In announcing Mr. Rumsfeld’s nomination, Mr. Bush identified three goals for the nation’s defense. One goal would be to “strengthen the bond of trust between the American president and those who wear our nation’s uniform,” Mr. Bush poignantly noted. Mr. Clinton shattered that bond when he made it his highest military priority upon entering office to try to force the Joint Chiefs of Staff to adopt an ill-advised social-policy experiment that would have lifted the ban on homosexuals serving in the military. The refusal of Mr. Clinton’s first secretary of defense, Les Aspin, to reinforce U.S. forces in Somalia with the tanks and armored personnel carriers that were requested a decision that preceded the deaths of 18 U.S. Army Rangers in a fire fight did not help. Nor, of course, did reports that Mr. Clinton discussed the deployment of U.S. military forces in the Balkans with a senior congressman while he received oral sex from an intern in the Oval Office area. Mr. Rumsfeld will surely be able to mend this bond.
A second goal will be to “defend our people and allies against missiles and terror,” the president-elect said. Here, Mr. Rumsfeld will play another vital role. He was, after all, the chairman of the 1998 bipartisan Commission to Assess the Ballistic Missile Threat to the United States, which unanimously concluded that the Clinton administration had grossly underestimated the threat posed by several rogue nations, including North Korea, Iran and Iraq. The conclusions by the so-called Rumsfeld commission led to bipartisan congressional support for deploying a technologically feasible national missile defense system. Mr. Clinton elected to defer deployment decisions to his successor, who, together with Mr. Rumsfeld, is an avid advocate of a robust national missile defense system.
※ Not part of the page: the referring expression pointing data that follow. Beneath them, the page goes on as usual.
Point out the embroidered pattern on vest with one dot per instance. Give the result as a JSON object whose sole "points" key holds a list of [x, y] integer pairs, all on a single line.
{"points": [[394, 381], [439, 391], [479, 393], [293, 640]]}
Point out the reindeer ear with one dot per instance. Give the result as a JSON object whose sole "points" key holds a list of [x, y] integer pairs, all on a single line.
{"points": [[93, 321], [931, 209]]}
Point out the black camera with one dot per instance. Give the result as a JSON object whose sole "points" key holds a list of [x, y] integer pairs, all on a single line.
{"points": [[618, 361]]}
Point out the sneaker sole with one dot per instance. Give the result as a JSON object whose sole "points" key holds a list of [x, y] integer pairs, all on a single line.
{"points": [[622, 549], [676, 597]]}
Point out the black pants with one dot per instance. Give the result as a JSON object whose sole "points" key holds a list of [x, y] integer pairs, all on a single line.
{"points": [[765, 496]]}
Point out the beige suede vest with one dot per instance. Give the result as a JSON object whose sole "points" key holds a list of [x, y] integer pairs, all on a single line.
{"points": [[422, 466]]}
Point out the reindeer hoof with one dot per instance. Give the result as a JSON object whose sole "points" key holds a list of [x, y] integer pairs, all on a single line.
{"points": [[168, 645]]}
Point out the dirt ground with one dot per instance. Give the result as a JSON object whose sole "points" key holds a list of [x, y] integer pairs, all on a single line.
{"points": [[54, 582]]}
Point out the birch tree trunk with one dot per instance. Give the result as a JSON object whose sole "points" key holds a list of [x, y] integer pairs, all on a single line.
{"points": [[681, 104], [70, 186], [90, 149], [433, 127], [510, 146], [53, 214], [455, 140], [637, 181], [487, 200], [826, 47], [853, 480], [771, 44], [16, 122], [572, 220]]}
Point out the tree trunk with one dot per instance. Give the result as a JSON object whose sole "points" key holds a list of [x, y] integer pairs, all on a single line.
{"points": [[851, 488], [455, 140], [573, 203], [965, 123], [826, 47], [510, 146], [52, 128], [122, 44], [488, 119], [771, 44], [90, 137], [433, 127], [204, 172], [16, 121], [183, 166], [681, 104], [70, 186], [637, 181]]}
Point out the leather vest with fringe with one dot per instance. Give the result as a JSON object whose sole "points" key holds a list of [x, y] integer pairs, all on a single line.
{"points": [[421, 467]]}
The third national defense goal identified by Mr. Bush is to “begin creating a military prepared for the dangers of a new century,” a task for which Mr. Rumsfeld’s extensive national security and managerial experience makes him eminently qualified. The positive contributions that Mr. Rumsfeld can make in the national security arena have the potential to be as immense as his experience.
In an interview with The Washington Times, no less an expert than Henry Kissinger, who served as national security adviser to President Nixon and as secretary of state in the Nixon and Ford administrations and who occasionally butted heads with Mr. Rumsfeld, had this to say about the nation’s next secretary of defense: “I don’t know anybody who has a similar range of experience White House chief of staff, NATO ambassador, secretary of defense, chairman of the ballistic-missile threat commission, CEO of major American corporations. To find someone with these qualifications who also favors missile defense and knows strategic issues it’s almost impossible. It’s the best choice (Mr. Bush) could have made.”